Check out this piece of x86 ASM arcana:
lea edx, [edx+1]
What on earth? This appears to be functionally equivalent to:
inc edx
So, what, was the compiler/assembler or possibly the original coder just trying to show off with a single overachieving x86 instruction like lea? Actually, a closer analysis of the surrounding ASM instructions may reveal what is happening here:
cmp ebx, value mov al, [edx] lea edx, [edx+1] mov [edi], al lea edi, [edi+1] jz address
The conditional branch at the end of the block depends on the flags set by the comparison at the start. Per my understanding, neither mov nor lea modify flags but inc probably would (I can never find a good x86 reference– that includes flag data– when I need one). Why not perform the comparison just before the conditional branch? Mine is not to question why. But I imagine that someone will comment that this is an obscure optimization trick for original Pentium machines or some such.
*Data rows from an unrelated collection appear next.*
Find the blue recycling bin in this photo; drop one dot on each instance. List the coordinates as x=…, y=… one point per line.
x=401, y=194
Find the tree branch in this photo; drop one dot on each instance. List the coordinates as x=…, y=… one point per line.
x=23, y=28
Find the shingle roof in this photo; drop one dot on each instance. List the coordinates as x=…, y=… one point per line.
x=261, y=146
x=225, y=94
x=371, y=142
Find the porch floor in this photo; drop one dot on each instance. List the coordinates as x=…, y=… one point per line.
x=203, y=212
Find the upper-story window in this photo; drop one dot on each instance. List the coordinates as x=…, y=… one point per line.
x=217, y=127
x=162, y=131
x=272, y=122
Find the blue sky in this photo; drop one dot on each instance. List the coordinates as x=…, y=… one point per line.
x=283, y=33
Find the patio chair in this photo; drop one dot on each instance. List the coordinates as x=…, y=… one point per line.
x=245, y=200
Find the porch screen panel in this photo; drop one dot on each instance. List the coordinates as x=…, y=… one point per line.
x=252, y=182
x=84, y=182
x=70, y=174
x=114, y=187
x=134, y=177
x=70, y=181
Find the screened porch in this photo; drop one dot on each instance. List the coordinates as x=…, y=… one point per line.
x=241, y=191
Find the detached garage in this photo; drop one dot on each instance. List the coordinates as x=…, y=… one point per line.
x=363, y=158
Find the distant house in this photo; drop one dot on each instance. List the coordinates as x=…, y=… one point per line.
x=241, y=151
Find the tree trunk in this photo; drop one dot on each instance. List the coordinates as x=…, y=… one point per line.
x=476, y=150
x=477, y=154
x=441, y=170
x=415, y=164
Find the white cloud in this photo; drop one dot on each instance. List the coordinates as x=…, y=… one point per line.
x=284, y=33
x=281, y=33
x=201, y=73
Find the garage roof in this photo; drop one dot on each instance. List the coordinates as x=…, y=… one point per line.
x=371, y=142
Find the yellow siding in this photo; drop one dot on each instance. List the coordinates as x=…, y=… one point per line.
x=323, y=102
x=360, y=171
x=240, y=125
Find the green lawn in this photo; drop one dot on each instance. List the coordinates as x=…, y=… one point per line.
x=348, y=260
That’s one of absolutely common optimization tricks. Cmp shifted away from jz to minimize cpu’s branching prediction errors.
I’m so ignorant about optimizations so thanks for filling me in.
I finally dug around Intel’s site and found the manuals (again). Sure enough, the mov and lea instructions do not modify flags but inc could potentially modify the zero flag (actually, the mov instruction lists the flag states as undefined after the operation).